Je me cache pour écrire. Nul ne voit mon front qui descend devant mes yeux, ma face tout entière qui s'assombrit, devient ce museau lisse, fait cape de mon corps qui se ramasse. L'écriture vient, ou ne vient pas, crachote ou s'écoule aisément, ou fait flaque d'urine, crottes, crotillons. L'écriture du rat sent le rat. Du moins pour les autres rats. Ainsi ils se reconnaissent, se transmettent leurs maladies et leurs remèdes.
Une fois dans son trou il remet toutes les pendules à l'heure. La pendule du fromage qui est faite d'un vieux cadre de garde-manger accroché au plafond à un anneau de fer rouillé, l'horloge de niveau d'eau qui se mesure à queue trempée, la pendule bibliothèque où dorment les chauves-souris, l'horloge musicale en peau de bique qui signale l'heure du concert nocturne alentour, les pendules jongleuses qui se font face de l'est à l'ouest, la pendule lunatique, la pendule des quatre vérités qui balance au bout de sa longue queue de poêle noire, et frappe au derrière quand on lui passe devant, la pendule des mille et une trouées dans le firmament, toute de petites languettes de mica cousues dans une robe de bal, les pendules du fond des âges qu'il faut aller régler à l'aveuglette dans l'obscurité du puits, la pendule, enfin, de sommeil et de rêves par laquelle il a coutume de finir car elle réclame le rythme de ses ronflements.
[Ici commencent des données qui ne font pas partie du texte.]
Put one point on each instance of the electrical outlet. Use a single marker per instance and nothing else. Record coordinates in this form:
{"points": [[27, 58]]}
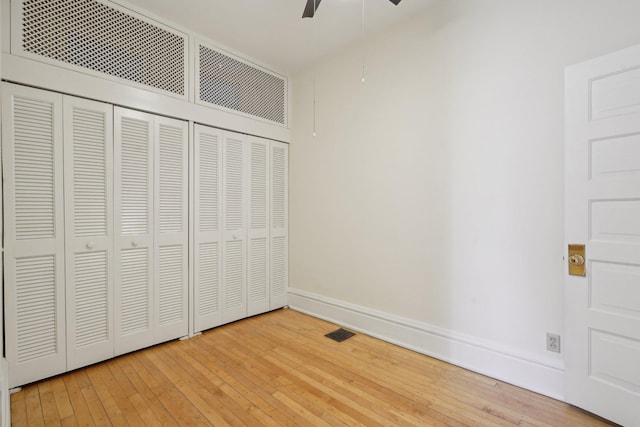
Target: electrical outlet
{"points": [[553, 342]]}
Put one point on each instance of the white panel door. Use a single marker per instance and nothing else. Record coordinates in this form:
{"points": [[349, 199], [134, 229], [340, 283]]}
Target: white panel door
{"points": [[34, 233], [171, 237], [279, 251], [602, 323], [234, 282], [134, 208], [208, 228], [88, 172], [258, 227]]}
La porte s'ouvre et une main gantée de bleu dépose un petit paquet sur le sol. Ratine en train de rêver, le ventre plein d'une sublime douceur de rivière amniotique et d'or du soir, perçoit le hic. Il n'a pas l'habitude de recevoir du courrier de cette façon, à cette heure. Ce n'est pas pour lui, il se rendort, il se réveille, il a rêvé de Tom et Jerry, ce n'est pas une bombe, tout de même ! Il va grignoter la ficelle, sachant peu retenir sa gourmandise, mais ragaillardi, il compisse le paquet.
Quoi que l'humain ganté voulut donner — ou remettre, ou abandonner, ou infliger — au rat, il en était pour ses frais. Le rat lui faisait honte. L'humain ne voulait pas se salir les mains en confiant au rat quelque chose de suffisamment précieux pourtant pour requérir toute cette ingéniosité et qu'il le lui descendît à la cave en personne, par les marches usées et se courbant sous les voûtes encombrées de toiles d'araignées. De la honte ! Voilà le mot non écrit qui se manifestait entre eux avec on ne peut plus d'éclat.
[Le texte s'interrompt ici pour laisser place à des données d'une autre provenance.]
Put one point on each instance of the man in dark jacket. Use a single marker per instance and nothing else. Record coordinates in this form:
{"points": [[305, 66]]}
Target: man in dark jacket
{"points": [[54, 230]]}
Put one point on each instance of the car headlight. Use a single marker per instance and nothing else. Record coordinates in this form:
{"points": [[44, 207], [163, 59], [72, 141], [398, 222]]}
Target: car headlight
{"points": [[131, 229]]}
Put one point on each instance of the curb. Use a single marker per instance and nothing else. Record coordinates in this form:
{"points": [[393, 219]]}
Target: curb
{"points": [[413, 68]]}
Je me rappelle ma petite sœur qui se roulait par terre dans des accès furieux de caprices, célèbres dans la famille et chez les voisins et qu'on appelait de ce vilain mot, des "rats". Je me demandais toujours où passaient ces rats qu'elle faisait qui devaient être si véloces que je n'arrivais jamais à en voir le bout d'une queue.
Noir et blanc, sont aussi les touches du piano à queue sur lequel elle fait de la musique. Je l'entends lorsque je remonte, les notes crèvent le plafond et les murs, s'envolent comme des bulles, emplies du bois de la forêt ou du velours du vent.